Tuesday, 02 January 2024 12:17 GMT

New York Times Sues Pentagon Over Restrictions on Press Access


(MENAFN) The New York Times filed a federal lawsuit Monday challenging sweeping restrictions on press access at the Pentagon imposed by the Trump administration — marking a direct legal confrontation over what the publication calls unconstitutional retaliation against a free press.

The suit, brought by the Times and its reporter Julian Barnes, names the Defense Department, Defense Secretary Pete Hegseth, spokesperson Sean Parnell, and senior official Timothy Parlatore as defendants. It alleges that the escort mandate imposed on all reporters entering the Pentagon constitutes "blatant retaliation" against the Times "not only for their editorial viewpoint but also for vindicating their constitutional rights in litigation."
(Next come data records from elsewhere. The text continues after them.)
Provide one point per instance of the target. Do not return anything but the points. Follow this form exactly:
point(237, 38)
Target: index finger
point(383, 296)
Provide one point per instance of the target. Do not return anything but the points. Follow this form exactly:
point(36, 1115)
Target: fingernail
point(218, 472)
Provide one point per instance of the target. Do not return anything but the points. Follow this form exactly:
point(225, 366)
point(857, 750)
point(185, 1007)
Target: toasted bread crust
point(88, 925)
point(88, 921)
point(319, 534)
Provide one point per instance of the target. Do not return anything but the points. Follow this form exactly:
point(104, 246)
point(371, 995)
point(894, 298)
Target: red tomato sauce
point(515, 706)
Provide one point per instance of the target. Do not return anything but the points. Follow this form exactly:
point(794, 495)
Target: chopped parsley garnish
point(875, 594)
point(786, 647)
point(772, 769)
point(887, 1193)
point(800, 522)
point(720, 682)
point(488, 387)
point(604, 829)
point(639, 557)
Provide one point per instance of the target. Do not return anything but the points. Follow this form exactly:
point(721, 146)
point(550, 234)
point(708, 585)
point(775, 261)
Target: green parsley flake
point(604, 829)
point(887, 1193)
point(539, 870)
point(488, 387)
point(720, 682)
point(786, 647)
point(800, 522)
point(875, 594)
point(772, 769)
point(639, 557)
The lawsuit pulls no punches in its condemnation of the policy. "The interim policy is patently retaliatory, utterly unreasonable, and manifestly arbitrary and capricious. Defendants adopted it as a means to thwart a district court order and to punish The Times both for its editorial viewpoint and its successful suit vindicating its constitutional rights," the filing states.
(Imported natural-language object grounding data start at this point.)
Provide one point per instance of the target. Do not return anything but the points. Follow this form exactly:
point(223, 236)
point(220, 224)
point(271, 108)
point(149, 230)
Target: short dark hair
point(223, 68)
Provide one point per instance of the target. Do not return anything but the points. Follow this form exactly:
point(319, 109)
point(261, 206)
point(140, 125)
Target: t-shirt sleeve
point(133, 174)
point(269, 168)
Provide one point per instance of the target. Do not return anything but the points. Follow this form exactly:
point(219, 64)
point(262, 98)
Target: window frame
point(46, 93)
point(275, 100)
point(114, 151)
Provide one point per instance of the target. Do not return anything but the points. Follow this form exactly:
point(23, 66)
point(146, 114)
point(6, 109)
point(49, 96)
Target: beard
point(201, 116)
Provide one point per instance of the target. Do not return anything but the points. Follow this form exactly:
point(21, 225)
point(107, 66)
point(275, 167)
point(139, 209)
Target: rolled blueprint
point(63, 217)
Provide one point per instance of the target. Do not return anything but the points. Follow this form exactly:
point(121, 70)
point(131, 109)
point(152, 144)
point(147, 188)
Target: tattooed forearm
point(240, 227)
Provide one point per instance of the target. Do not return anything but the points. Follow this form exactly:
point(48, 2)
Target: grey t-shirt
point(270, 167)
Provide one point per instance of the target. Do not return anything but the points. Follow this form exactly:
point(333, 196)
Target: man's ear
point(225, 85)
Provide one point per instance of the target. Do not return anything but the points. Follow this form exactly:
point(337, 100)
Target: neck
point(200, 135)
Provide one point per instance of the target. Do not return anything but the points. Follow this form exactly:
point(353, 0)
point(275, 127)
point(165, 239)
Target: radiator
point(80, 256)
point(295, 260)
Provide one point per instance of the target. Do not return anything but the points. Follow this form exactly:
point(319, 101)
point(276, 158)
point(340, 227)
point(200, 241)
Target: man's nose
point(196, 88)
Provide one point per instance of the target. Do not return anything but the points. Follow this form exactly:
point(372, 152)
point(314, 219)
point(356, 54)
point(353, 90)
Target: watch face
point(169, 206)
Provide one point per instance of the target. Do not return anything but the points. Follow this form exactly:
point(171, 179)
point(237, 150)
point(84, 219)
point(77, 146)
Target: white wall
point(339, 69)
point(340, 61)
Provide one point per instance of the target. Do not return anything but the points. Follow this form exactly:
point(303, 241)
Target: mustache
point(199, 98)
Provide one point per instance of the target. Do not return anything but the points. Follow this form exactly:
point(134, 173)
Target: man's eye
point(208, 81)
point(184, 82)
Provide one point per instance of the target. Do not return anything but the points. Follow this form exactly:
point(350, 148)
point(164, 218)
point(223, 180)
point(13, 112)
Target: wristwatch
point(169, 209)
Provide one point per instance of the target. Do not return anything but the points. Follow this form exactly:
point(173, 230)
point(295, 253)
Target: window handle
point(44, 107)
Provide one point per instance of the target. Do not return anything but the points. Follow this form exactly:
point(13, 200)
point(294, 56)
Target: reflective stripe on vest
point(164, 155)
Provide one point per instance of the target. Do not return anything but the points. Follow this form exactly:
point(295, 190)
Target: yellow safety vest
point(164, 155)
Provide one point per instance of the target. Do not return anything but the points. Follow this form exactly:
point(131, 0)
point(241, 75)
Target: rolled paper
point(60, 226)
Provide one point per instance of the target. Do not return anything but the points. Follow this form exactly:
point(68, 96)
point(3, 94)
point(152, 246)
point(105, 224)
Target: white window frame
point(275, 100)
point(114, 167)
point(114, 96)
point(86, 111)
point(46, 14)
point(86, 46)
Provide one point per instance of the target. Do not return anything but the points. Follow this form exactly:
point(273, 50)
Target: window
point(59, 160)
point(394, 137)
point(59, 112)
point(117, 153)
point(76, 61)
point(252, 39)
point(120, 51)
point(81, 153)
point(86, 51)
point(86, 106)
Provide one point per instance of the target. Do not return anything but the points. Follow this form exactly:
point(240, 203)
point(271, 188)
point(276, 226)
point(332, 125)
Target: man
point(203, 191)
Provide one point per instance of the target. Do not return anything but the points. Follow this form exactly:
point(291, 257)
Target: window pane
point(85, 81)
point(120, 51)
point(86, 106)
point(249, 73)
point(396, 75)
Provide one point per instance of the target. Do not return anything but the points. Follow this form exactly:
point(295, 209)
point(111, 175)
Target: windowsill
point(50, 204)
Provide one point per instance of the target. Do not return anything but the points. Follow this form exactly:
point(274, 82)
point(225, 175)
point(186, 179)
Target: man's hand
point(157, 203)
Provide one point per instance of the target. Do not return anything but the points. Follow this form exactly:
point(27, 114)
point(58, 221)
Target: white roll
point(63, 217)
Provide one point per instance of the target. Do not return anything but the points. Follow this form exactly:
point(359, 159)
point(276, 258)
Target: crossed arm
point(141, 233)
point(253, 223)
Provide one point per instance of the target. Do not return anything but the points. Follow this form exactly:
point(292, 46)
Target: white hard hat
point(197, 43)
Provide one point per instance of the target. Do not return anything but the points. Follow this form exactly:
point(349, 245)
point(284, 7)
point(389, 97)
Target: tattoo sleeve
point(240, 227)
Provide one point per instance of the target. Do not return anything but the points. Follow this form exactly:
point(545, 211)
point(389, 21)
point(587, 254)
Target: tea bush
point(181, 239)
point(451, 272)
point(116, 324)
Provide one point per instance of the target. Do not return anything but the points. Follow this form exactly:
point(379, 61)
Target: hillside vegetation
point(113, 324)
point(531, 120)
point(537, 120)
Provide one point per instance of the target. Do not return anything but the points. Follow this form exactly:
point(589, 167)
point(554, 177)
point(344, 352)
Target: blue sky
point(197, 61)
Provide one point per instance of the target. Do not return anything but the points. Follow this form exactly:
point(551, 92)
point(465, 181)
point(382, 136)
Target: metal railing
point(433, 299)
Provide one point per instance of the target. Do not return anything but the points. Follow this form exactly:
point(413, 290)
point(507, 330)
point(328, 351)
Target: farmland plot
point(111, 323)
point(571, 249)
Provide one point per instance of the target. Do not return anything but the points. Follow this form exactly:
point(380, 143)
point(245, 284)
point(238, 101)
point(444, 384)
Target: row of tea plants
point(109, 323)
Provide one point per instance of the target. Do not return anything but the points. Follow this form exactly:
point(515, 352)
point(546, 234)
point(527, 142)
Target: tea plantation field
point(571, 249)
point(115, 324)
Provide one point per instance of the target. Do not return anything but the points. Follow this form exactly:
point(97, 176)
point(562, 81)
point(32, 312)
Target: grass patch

The legal action follows a March ruling by Federal Judge Paul Friedman, who found that the Pentagon's earlier press restrictions violated the First Amendment of the U.S. Constitution. The current escort policy, the Times argues, is the administration's deliberate workaround designed to circumvent that ruling while preserving the same chilling effect on press freedom.

That policy, the suit contends, "breaks sharply" from decades of established norms at the Defense Department, which had historically afforded journalists "unescorted access in unsecured corridors so that they can move from press office to press office and ask questions on short notice as events unfolded."

The lawsuit offers a blunt description of the bureaucratic gauntlet reporters must now navigate. "To ask even one question, Barnes and other reporters must call or email for an appointment, wait for a response, get an escort, ask their question, and return to the library outside the Pentagon—only to repeat the process for the next source. Reporters must either forgo conversations or else spend hours chasing schedulers by phone and shuttling in and out of the building," the filing states.

Pentagon spokesperson Sean Parnell swiftly dismissed the lawsuit, characterising it on social media platform X as "nothing more than an attempt to remove the barriers to them getting their hands on classified information."

"They want to roam the halls of the Pentagon freely and without an escort - a privilege that they do not have in any other federal building. The Department's policy is completely lawful and narrowly designed to protect national security information from unlawful criminal disclosure," Parnell added.